Illustration from Chee M, Yang R, Hubbell E, Berno A, Huang XC, Stern D, Winkler J, Lockhart DJ, Morris MS, Fodor SPA (1996) Accessing genetic information with high-density DNA arrays. Science 274:610-614.
This diagram shows a small section of a tiled array representing the complete human mitochondrial genome, version mt1. 15-mer oligonucleotides representing the mt1 sequence plus the 3 possible mismatches at the 7th position are arranged in columns of 4. Adjacent columns represent overlapping sequences shifted by a single nucleotide. DNA from mt1 (A and top panel of C) hybridizes primarily to the correct oligonucleotide in each set of 4. However, DNA from mt2, which contains a C rather than a T at position 16,493, hybridizes primarily to the C-mismatch-containing sequence at 16,493. In addition, hybridization to adjacent oligonucleotides is suppressed due to the single-base mismatches (compare the signal strengths under the red lines in the lower panel of C with the corresponding regions in the upper panel).
The depression of hybridization surrounding the mismatch creates a type of "footprint" in the hybridization signal. The footprint extends for the length of the oligonucleotide, which is 15 in the above case. In the diagram below, 20-mers were used and the footprint for a single mismatch (panel A) extends for 20 bp. Longer footprints, as in panels B and C, indicate multiple mismatches that create overlapping footprints. The mismatches in these closely spaced footprints cannot be unambiguously deciphered by this technology. Direct nucleotide sequencing is required. But the chip technology points out the existence of the mismatches.

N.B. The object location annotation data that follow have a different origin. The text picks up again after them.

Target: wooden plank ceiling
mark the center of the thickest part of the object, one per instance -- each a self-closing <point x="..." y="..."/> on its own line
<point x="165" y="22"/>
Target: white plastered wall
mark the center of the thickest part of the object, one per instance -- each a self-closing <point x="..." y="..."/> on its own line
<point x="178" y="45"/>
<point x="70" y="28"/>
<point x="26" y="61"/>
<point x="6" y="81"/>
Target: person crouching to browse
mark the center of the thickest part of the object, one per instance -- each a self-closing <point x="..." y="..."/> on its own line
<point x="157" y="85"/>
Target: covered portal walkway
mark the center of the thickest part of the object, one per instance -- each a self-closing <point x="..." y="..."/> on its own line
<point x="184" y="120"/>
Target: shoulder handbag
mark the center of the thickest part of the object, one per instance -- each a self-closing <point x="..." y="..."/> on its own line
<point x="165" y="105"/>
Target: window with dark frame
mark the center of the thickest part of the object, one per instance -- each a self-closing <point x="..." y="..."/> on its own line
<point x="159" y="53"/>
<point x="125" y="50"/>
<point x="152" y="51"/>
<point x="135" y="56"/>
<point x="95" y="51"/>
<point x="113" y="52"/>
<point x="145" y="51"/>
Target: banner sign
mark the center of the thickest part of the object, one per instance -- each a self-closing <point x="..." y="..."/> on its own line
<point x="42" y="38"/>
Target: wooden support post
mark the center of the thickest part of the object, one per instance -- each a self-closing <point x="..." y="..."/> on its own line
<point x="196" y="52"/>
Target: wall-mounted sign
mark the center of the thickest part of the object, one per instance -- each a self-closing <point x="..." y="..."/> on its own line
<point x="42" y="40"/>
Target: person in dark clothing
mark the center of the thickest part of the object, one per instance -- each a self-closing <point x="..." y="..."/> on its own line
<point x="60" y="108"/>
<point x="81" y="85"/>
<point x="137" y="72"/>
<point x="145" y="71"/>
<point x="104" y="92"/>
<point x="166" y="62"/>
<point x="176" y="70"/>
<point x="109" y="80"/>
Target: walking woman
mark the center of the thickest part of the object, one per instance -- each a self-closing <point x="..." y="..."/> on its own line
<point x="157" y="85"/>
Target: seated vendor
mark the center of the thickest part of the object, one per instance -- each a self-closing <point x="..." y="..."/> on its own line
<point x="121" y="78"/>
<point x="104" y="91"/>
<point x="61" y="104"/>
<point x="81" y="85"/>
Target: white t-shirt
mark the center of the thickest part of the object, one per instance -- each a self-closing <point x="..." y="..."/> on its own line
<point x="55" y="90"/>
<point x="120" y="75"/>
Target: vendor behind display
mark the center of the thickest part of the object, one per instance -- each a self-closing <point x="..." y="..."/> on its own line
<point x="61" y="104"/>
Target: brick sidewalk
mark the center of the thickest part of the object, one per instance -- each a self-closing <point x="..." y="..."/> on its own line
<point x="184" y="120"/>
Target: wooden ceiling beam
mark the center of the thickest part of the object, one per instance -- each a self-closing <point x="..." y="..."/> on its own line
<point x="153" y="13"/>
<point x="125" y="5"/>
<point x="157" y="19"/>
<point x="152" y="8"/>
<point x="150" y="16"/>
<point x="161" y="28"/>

Diagram from Chee M, Yang R, Hubbell E, Berno A, Huang XC, Stern D, Winkler J, Lockhart DJ, Morris MS, Fodor SPA (1996) Accessing genetic information with high-density DNA arrays. Science 274:610-614.
Use of the complete human mitochondrial genome, made possible by oligonucleotide array technology, now permits far more thorough analyses of human mitochondrial genetics than previously possible. And Chee et al. point out that, if the size of the spot in the array corresponding to a single oligonucleotide can be reduced to 1 square micrometer, then all 100,000 genes of the human genome could be displayed with 4L tiling in a single 2 cm by 2 cm array, permitting unprecedented accuracy and power in human genetic analysis. Below I shall discuss a paper that presents preliminary results on single-nucleotide mismatches in the human genome. But first I would like to discuss an extensive analysis of single-nucleotide mismatches in the yeast genome.

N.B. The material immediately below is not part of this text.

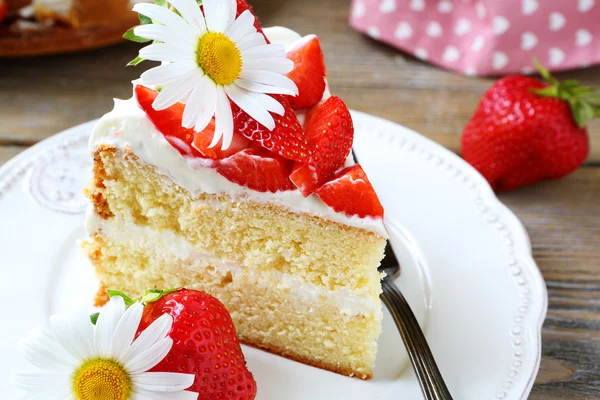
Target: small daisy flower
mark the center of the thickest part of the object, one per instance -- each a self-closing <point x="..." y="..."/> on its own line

In their analysis of the yeast genome,Winzeler et al. employ a different method for detecting sequence polymorphisms, as illustrated below.
Illustration from Winzeler EA, Richards DR, Conway AR, Goldstein AL, Kalman S, McCullough MJ, McCusker JH, Stevens DA, Wodicka L, Lockhart DJ, Davis RW (1998) Direct allelic variation scanning of the yeast genome. Science 281:1194-1197.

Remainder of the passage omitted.